If you’re in Britain, Butterfly Conservation invites you to take part in this year’s Big Butterfly Count. This will be fun. Also it will be useful because butterflies and moths (Lepidoptera) tell us what’s happening on the land. That is, they’re great indicator species.

Our butterflies are in a bad way. The BBC’s Nature Notes pages tell us that UK butterfly numbers are at a historic low. No doubt this is partly due to the last year’s weird weather. But there are longer-term declines too, for example the small tortoiseshell (Aglais urticae).

The Big Butterfly Count is only supposed to take 15 minutes. I think I’ll do it in my back garden. The easy identification chart looks useful. They’re not asking us to identify a lot of rare species, just the ones we’re likely to see. If I’m lucky I might see a small tortoiseshell.
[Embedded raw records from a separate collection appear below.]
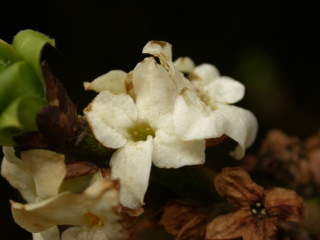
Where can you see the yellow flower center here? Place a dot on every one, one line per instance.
(140, 131)
(93, 220)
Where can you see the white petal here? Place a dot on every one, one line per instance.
(109, 116)
(107, 232)
(132, 164)
(206, 73)
(155, 90)
(194, 120)
(171, 152)
(49, 234)
(225, 90)
(84, 233)
(14, 170)
(184, 64)
(63, 209)
(241, 126)
(160, 49)
(47, 169)
(113, 81)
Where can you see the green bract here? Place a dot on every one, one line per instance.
(22, 91)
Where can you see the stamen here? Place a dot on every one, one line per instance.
(140, 131)
(93, 220)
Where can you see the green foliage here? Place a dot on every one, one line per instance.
(22, 91)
As you know, I’m learning about Lepidoptera with support from my fellow blogger Finn Holding at The Naturephile. Also several other ecologists and gardeners whose blogs I follow, including Mike Dilger at The Garden Smallholder. I’m grateful to Mike for announcing the Big Butterfly Count. You can watch a film of him on the Big Butterfly Count website. Across the Pond, I’m grateful to Sandy Steinman at Natural History Wanderings for pointing out how British butterflies are important to watch.

About argylesock

I wrote a PhD about veterinary parasitology so that's the starting point for this blog. But I'm now branching out into other areas of biology and into popular science writing. I'll write here about science that happens in landscapes, particularly farmland, and about science involving interspecific interactions. Datasets and statistics get my attention. Exactly where this blog will lead? That's a journey that I'm on and I hope you'll come with me.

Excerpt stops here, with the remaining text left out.